O ideal, portanto, seria esquecer a história das duas paradas e tentar fazer o Q2 com o ultramacio, fugindo do hiper na corrida. As únicas equipes que tinham ritmo para tanto, claro, eram Mercedes, Ferrari e Red Bull. As duas primeiras seguiram a cartilha. A terceira, sabendo que dificilmente conseguiria um lugar nas duas primeiras filas, muito em função do (ainda) deficitário modo de classificação do motor Renault, e teria que atacar no começo da prova, e apostando no seu bom trato com os hiper, optou pelo pneu rosa.
Enquanto isso, na briga entre Mercedes e Ferrari, o time italiano foi se encontrando ao longo do final de semana, algo muito comum nas últimas duas temporadas e que tem a ver com a boa compreensão da evolução da pista, algo fundamental em Montreal, circuito que não é usado no decorrer do ano.
Isso tornou a briga pela pole muito difícil para a Mercedes, que já tinha dois fatores jogando contra: a falta de atualização e o excesso de quilometragem de seus motores e o superaquecimento dos pneus hipermacios. Junte a isso o pássaro que entrou no duto de freio do carro de Hamilton – aquela fritada do hairpin já foi suficiente para lhe custar a pole – e temos Vettel em uma merecida pole, Bottas em segundo e Verstappen conseguindo mais do que a Red Bull imaginava em terceiro.

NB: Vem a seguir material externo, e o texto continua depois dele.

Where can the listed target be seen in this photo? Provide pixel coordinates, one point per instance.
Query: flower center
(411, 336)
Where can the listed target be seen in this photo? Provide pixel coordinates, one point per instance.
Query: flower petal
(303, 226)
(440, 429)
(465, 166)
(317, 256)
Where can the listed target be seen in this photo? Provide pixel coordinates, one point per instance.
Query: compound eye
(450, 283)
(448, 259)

No domingo, com condições climáticas similares aos dias anteriores – uma queda de temperatura favoreceria o hipermacio, mas ela não veio – só havia um fator que poderia movimentar a prova: se Verstappen e Ricciardo conseguissem usar a aderência adicional para ganhar posição de pista logo de cara.

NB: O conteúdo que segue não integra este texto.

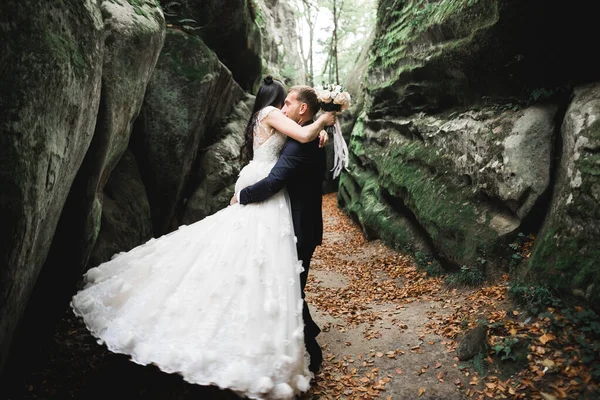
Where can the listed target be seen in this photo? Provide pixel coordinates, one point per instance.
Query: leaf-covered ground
(389, 332)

Isso não aconteceu, e a partir daí se tornou mais uma corrida de administração de combustível e unidade de potência do que de estratégia e pneus. Até porque ultrapassar se mostrou muito mais difícil do que o esperado, mesmo com três zonas de DRS. São três os fatores: perda de pressão aerodinâmica no tráfego, superaquecimento de freios, cada vez mais complexos, e dos próprios pneus. Isso gerou mais uma “não-corrida” e desestimulou a tradicional briga entre pilotos com uma e duas paradas em Montreal, pois desta vez não valia a pena parar duas vezes e ficar preso atrás de outro carro.

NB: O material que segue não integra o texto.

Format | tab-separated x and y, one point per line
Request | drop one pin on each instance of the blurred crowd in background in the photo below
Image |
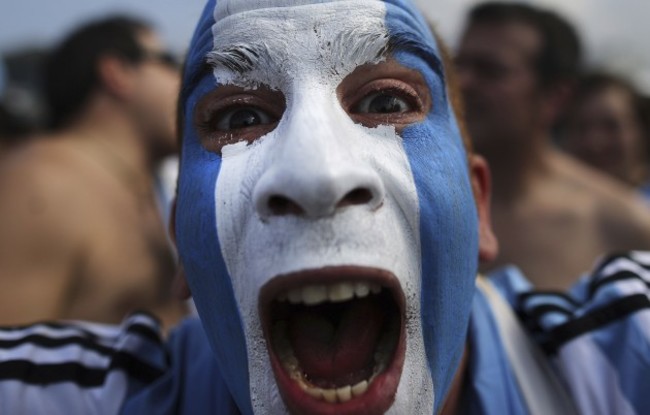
595	112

A única tática que funcionou foi o undercut, o que só evidencia a dificuldade de ultrapassar, pois quer dizer que o carro quem vem atrás tem mais ritmo e, mesmo potencialmente desgastando mais os pneus no trânsito, consegue usá-lo para passar no box. Foi o que aconteceu na briga entre Hamilton e Ricciardo (ajudado pelo erro do inglês), Hulkenberg e Ocon e Alonso, que depois abandonou, e Leclerc. Basicamente as trocas de posição após a primeira volta foram ou pilotos passando Sirotkin, ou Perez se recuperando da parada antecipada, ou por meio de undercut.
Talvez a única decisão estratégica que poderia ter sido diferente é em relação a Raikkonen, que passou algumas voltas na janela de undercut de Hamilton, mas a Ferrari optou por mantê-lo na pista e ele acabou perdendo essa vantagem. Isso foi entre as voltas 24 e 30 – o finlandês parou na 32 – mas a diferença nunca foi clara o bastante para que ele realmente voltasse à frente. Contudo, sabendo que os supermacios aguentariam sem problemas até o fim, valeria a pena arriscar antecipar o pit stop de Kimi.
Voltando à administração, chamou a atenção a declaração de Valtteri Bottas de que sua Mercedes chegou no limite de combustível, enquanto Vettel demonstrou todas as vezes que o finlandês apertou o passo que tinha ritmo sobrando. Mas isso pode ter a ver com o descompasso das atualizações. O que a Mercedes tem de ficar de olho é em seu rendimento com pneus mais macios: em uma temporada que cada vez mais se desenha para ser ditada pela posição de pista, e não durabilidade dos pneus ou estratégias mirabolantes, largar na frente se tornou mais importante do que nunca.